Sind FinTechs, Finanzroboter, Börsen-Apps und Co eine Bedrohung für das Bankwesen? Iris Häuserer, Leiterin Privatkunden und Private Banking Hypo Vorarlberg, sieht das nicht so.

CHEFINFO: Könnten aus Ihrer Sicht FinTechs wie Finanz­roboter das klassische Bankwesen ersetzen oder gar gefährden?

Iris Häuserer: Bevor die ersten FinTechs auf den Markt kamen, hatte es den Anschein, als wollten sie die Großbanken stürzen. Doch es kam anders. FinTechs sind Partner der Banken geworden. Dazu kommt, dass Banken im Gegensatz zu FinTechs großes Vertrauen genießen. Sie halten uns aber mit guten ­Ideen auf Trab. Deshalb gibt es Synergien und wir können gemeinsam in die Zukunft gehen. FinTechs können unsere Prozesse optimieren und die Digitalisierung im Bankwesen beschleunigen. Was sie nicht können, ist, eine Kundenbeziehung aufzubauen. Die ist im Bankwesen aber essenziell. Dass die IT im Bankwesen noch wichtiger werden wird, zeigt allein der Fakt, dass wir einen dritten Vorstand bekommen haben, der ausgewiesener IT-Experte ist.

Zitat Iris Häuserer

CHEFINFO: Ist der Faktor Mensch, also eine haptische Person, als Bankberater unersetzbar?

Häuserer: Das glaube ich, wird zumindest die nächsten 20 Jahre nicht der Fall sein. Kunden machen sich zwar im Internet über gewisse Produkte schlau, besprechen das aber mit dem Bankberater. Natürlich haben wir auch ganz andere Regularien. Die meisten FinTechs haben ja keine Banklizenz. Wir müssen uns etwa an die MiFID-Richtlinie der EU halten, die den Kunden weitreichende Sicherheiten bietet. Wir müssen sie genau aufklären und transparent handeln. FinTechs haben da weder Interesse noch das Know-how, unsere Auflagen zu erfüllen.

CHEFINFO: Manche FinTechs, wie kürzlich Robinhood, demonstrieren ihre Macht. Kann das die Finanzwelt nachhaltig beeinflussen?
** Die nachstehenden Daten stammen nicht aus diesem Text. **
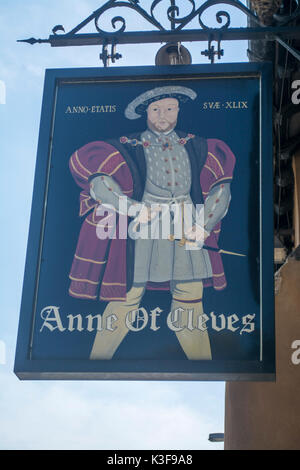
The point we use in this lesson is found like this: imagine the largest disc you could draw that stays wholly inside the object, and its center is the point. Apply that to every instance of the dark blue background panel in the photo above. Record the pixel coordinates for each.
(233, 104)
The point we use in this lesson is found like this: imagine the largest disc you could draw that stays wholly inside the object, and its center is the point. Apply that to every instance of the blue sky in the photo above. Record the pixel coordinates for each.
(76, 415)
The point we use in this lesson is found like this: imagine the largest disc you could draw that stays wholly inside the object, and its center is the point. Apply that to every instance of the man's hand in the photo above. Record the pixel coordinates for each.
(197, 233)
(146, 214)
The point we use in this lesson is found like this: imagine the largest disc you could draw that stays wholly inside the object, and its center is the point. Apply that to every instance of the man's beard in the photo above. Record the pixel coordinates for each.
(162, 129)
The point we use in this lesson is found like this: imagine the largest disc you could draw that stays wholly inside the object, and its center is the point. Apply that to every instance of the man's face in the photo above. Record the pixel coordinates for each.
(162, 115)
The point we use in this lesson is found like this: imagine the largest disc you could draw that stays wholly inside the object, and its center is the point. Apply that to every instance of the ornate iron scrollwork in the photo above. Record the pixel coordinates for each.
(178, 29)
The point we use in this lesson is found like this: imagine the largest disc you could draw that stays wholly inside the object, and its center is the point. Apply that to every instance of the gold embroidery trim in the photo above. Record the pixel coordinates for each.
(83, 280)
(83, 295)
(77, 171)
(80, 164)
(116, 169)
(113, 298)
(113, 284)
(212, 171)
(219, 164)
(220, 287)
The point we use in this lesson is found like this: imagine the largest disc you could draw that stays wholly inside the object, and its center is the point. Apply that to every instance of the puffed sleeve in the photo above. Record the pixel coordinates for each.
(218, 167)
(97, 159)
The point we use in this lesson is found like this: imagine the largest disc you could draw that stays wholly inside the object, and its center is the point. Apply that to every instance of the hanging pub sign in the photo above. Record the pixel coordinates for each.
(150, 252)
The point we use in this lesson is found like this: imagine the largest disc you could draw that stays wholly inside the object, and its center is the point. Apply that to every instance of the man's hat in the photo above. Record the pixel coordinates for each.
(136, 108)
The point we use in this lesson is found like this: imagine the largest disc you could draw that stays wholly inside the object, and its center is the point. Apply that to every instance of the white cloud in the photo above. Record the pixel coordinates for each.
(102, 415)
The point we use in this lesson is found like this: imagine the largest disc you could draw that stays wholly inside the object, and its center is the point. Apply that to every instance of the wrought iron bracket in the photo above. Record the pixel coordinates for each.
(284, 30)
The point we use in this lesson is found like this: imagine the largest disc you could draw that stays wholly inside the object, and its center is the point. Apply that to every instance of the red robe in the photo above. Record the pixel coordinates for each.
(99, 266)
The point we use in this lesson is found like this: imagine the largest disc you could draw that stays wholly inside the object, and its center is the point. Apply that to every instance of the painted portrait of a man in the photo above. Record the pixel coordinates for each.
(157, 165)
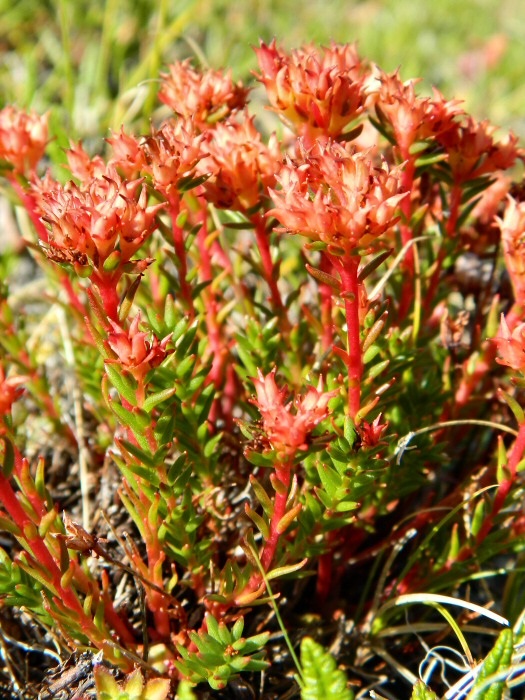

Häuserer: Ich finde es schon bedenklich, wenn etwa ein einziger Tweet von Elon Musk Auswirkungen auf die Börse hat. Die klassischen Robinhood-Kunden sind aber nicht unsere Klientel. Unsere Kunden wollen ein ordentliches Vermögensmanagement. Wir sehen aber, dass sich auch schon die Kinder unserer Stammkunden über das Börsen­geschehen schlaumachen. Sie sind zum Teil erstaunlich gut informiert und kaufen – natürlich in geringerem Umfang – auch schon mal den einen oder anderen Aktientitel.